Consecutive weeks is 45, on just over 3 seasons. The 18 year old draftees that i will scout this season will be the first actual class of players that i have full control and responsibility over. Getting them from start to finish is the most important and consecutive part of the job, moreso than the gameplanning for each opponent. You have all of 18, all of 19, all of 20, and the first three or so weeks of 21 to get a player to the point where he can be considered for the u21 position. From there, development is still important week to week, but gameshape begins to take significant priority by the halfway point of season 21. I'm not sure whether or not i survive long enough to reach the point where i can take the group of owners and players i work with to that level given i will be judged largely on a player base that i had about 18 weeks of my own development time to invest in.
As far as the remaining strategic questions
1) Defense, Handling, Defense, Rebounding. Outside Defense and Inside Defense improve the rate of contested:uncontested shots (amongst other things such as reducing the passing efficiency of the opponent). Shot blocking also plays a part, but if there is something i am ok with sacrificing it is shot blocking as it increases the big rating and salary of a player too significantly for managers to control. from there, reducing the amount of turnovers and increasing the amount of rebounds we win over the opponent will reduce the amount of opportunities the opponent will freely generate.
2) My valuation of players is that you prioritize the players with decent primaries and good secondaries (typically 50-54 tsp) with those willing to spend on the quality. For guards, you will inherently train some IS if you utilize OnevOne @ Forward AND every 8 weeks in OD you will usually see ID pop, and that'll get you on better starting players to the point where they have about 7-10 IS and 6-8 ID, which is kinda useful. This is especially true of the Small Forward position. you will see me do some interesting things from here.
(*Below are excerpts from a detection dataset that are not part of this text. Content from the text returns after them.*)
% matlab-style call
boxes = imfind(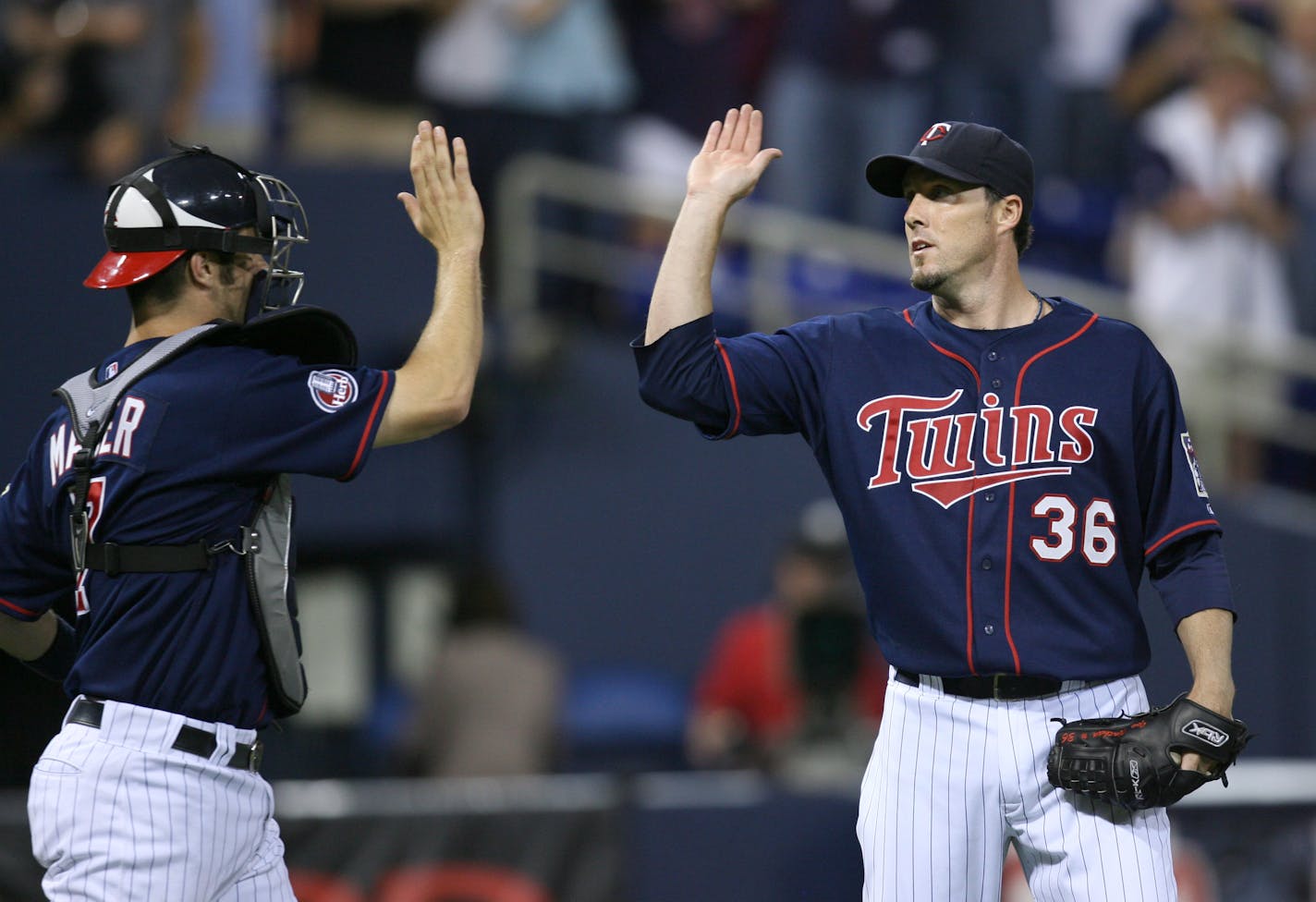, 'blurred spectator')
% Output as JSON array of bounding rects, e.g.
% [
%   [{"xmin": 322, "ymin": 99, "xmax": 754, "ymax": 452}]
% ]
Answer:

3) Depends on the opponent, which is why you honestly need bigs with different strengths in their secondaries to have a real chance. Some opponents value OD on bigs, which means any HA + PA <= 5 big on the team will have 0-1 assists and 3-5 TO's in the game. Some opponents value shooting on bigs (which really only means they'll gain 4-5 points per big if your big's have OD's of 1 and 2 over the 5+ OD bigs), some opponents value donkeys that can be exposed ridiculously quickly by any bigs we have with high OD/HA. If you wanted me to pick two, i'd probably pick HA/PA to reduce flow issues from 12-20 TO's a game to a more managable and consistent 6-13 average pending the opponent's philosophy.